Ou seja, segundo Marx um objeto pode ser avaliado em sua utilidade, ou valor de uso (por exemplo a água que mata a sede), ou o objeto pode ser avaliado como porta-valor, ou valor de troca, caráter extrínseco dado ao objeto, valor subjetivo acoplado ao objeto. O valor de troca é determinado pelas circunstâncias sociais que determinam o valor do objeto, e só pode ser realizado por uma negação imediata do seu valor de uso. Por exemplo, uma água vendida a 20 reais no aeroporto, a gente só consegue pagar quando “recalca” que é só água, e pensa que faz parte de uma experiência inesquecível de férias, por exemplo, e não água.

Ou seja, encontramos em Marx uma tentativa de diferenciação dos registros: ele parte de um objeto real com suas propriedades intrínsecas (pois ele é materialista), mas esse objeto real ganha uma forma (ou um valor) diferente a partir da inscrição simbólica que se soma a ele, assumindo um valor de troca até que o objeto real fica recalcado. Ou seja, não é só o uso que determina o valor do objeto, mas a capacidade de ser trocado.

Diz Marx que para compararmos objetos diferentes em termos de valor, devemos recalcar a utilidade ou a finalidade desses objetos, para chegarmos a uma medida comum que permita a comparação. Diz ele então que a quantidade de tempo gasto para produzir os objetos seria a unidade comum que permitiria a colocação de valor. Então, o valor de um objeto é determinado por esses 3 fatores: o valor de uso, o valor de troca, e a quantidade de trabalho necessário para a sua produção.
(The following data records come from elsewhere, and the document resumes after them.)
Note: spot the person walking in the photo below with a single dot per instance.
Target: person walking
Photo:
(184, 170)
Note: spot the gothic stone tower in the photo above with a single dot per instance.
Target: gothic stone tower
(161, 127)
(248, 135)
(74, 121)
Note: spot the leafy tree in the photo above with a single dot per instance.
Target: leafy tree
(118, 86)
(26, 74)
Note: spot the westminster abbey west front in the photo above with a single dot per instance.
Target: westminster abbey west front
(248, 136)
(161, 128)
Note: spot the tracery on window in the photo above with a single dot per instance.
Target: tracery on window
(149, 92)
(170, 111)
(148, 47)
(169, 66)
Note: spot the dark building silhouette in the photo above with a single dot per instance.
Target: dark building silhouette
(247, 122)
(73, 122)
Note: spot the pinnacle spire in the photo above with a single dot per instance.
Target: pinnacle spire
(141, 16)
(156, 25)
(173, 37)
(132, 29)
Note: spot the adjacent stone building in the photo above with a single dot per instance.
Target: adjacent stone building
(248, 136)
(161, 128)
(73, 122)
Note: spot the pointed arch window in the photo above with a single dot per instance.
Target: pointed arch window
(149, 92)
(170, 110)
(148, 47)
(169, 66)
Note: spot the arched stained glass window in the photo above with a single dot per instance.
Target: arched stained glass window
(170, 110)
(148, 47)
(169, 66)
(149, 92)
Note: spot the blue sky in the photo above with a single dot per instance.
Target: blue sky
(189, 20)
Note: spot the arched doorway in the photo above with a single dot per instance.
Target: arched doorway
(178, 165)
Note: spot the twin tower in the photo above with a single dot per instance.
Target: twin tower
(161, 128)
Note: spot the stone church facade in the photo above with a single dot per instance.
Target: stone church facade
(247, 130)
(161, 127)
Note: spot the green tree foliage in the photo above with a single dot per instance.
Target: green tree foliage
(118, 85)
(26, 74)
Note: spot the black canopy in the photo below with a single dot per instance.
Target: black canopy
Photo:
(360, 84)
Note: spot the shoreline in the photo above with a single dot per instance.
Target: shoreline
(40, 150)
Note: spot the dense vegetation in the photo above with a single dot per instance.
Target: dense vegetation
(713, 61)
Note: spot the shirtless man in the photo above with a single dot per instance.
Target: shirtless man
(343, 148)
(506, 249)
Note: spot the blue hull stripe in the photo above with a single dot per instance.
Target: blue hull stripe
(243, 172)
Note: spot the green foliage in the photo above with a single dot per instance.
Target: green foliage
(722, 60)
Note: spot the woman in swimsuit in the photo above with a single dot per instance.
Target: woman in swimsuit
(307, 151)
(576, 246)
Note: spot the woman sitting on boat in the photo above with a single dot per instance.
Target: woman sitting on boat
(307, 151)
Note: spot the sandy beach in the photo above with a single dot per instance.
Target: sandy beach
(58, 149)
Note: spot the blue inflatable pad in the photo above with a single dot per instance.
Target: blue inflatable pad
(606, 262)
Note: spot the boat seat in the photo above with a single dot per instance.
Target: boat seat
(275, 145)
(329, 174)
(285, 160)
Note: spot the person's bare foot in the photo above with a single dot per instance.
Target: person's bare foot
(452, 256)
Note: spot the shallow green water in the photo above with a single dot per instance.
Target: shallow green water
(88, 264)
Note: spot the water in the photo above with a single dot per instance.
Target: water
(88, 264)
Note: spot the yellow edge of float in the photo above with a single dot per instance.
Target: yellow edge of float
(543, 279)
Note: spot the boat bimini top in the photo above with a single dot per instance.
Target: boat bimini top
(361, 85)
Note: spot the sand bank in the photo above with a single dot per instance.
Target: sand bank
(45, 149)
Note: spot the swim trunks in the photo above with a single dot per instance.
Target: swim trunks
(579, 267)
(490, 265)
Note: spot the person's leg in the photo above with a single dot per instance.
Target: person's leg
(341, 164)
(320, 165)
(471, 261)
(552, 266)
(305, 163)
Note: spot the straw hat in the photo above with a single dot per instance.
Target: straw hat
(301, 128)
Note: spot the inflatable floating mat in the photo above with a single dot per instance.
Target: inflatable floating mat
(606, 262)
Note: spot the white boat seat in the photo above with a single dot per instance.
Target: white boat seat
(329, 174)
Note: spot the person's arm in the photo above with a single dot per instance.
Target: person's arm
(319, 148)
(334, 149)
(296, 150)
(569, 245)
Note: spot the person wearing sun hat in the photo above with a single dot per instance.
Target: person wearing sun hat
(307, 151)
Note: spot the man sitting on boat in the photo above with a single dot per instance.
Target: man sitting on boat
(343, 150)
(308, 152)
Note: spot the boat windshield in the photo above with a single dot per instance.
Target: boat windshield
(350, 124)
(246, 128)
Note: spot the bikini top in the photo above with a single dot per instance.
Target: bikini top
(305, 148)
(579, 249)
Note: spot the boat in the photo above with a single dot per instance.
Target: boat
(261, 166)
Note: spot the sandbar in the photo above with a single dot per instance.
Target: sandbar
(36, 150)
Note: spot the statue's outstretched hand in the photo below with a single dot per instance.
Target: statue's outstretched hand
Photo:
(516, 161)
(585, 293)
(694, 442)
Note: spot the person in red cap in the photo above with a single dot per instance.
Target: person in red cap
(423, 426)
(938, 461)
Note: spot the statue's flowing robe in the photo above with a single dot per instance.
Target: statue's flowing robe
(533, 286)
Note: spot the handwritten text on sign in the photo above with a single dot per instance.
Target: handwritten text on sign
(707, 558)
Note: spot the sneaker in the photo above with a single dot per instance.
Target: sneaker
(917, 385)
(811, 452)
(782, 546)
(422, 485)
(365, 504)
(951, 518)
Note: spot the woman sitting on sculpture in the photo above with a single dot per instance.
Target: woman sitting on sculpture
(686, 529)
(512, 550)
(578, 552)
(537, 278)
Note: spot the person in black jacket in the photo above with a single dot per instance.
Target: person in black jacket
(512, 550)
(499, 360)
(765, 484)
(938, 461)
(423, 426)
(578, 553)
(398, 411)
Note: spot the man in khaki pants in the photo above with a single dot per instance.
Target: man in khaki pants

Ao final do processo, a troca do tempo por dinheiro acaba escondendo a utilidade do objeto, o tempo necessário à sua produção, e a diferença qualitativa entre os trabalhadores.

O dinheiro em si mereceria uma reflexão mais aprofundada, na medida em que o dinheiro é um objeto que vem no lugar de todos os objetos, o que significa que ele tem uma propriedade lógica singular: ele ao mesmo tempo significa “a realização de qualquer desejo”, e significa também “a realização de nenhum desejo”, na medida em que estar na posse do dinheiro significa não estar na posse do objeto. Ou seja, o dinheiro carrega essa contradição: implica de um lado uma realização do gozo, e de outro uma renúncia ao gozo. Essa renúncia ao gozo será fundamental para a elaboração do conceito lacaniano do mais-de-gozar.

Segundo ponto:

Diz Marx que o trabalho é um processo no qual o homem se apropria dos recursos da natureza para modificá-los e imprimir a eles uma forma útil. Ele considera o trabalho como uma atividade exclusivamente humana, dizendo que a abelha constrói sua colmeia com excelência, mas o que distingue seu trabalho com o homem é que este figura em sua mente a construção, antes de transformá-la em realidade, em uma subordinação de sua força de vontade ao projeto mental.

Assim, o que diferencia o trabalho humano do trabalho da abelha é que o trabalho da abelha é instintivo e inconsciente, sua força de trabalho não está a serviço de um projeto mental e não é consequência de sua vontade, mas de seu instinto; o trabalho da abelha é repetitivo, ele visa sua adaptação às condições naturais, enquanto o humano tem a capacidade de fazer um trabalho criativo, que modifica a natureza ao mesmo tempo em que se modifica; o trabalho da abelha se utiliza sempre dos mesmos meios disponíveis na natureza, enquanto o homem desenvolve produtos que servem de ferramentas para desenvolver outros produtos mais complexos, transformando a exploração simples da matéria-prima em processos mais elaborados, o que define o homem como “a tool making animal”, um animal que constrói ferramentas, como explica Marx.

Qual é a crítica de Marx? Marx diz que a natureza do trabalho humano se modifica no capitalismo, e torna-se parecido ao trabalho da abelha. Para entendermos melhor isso, vou trazer como exemplo a manufatura de sapatos, e a mudança ocorrida com sua industrialização.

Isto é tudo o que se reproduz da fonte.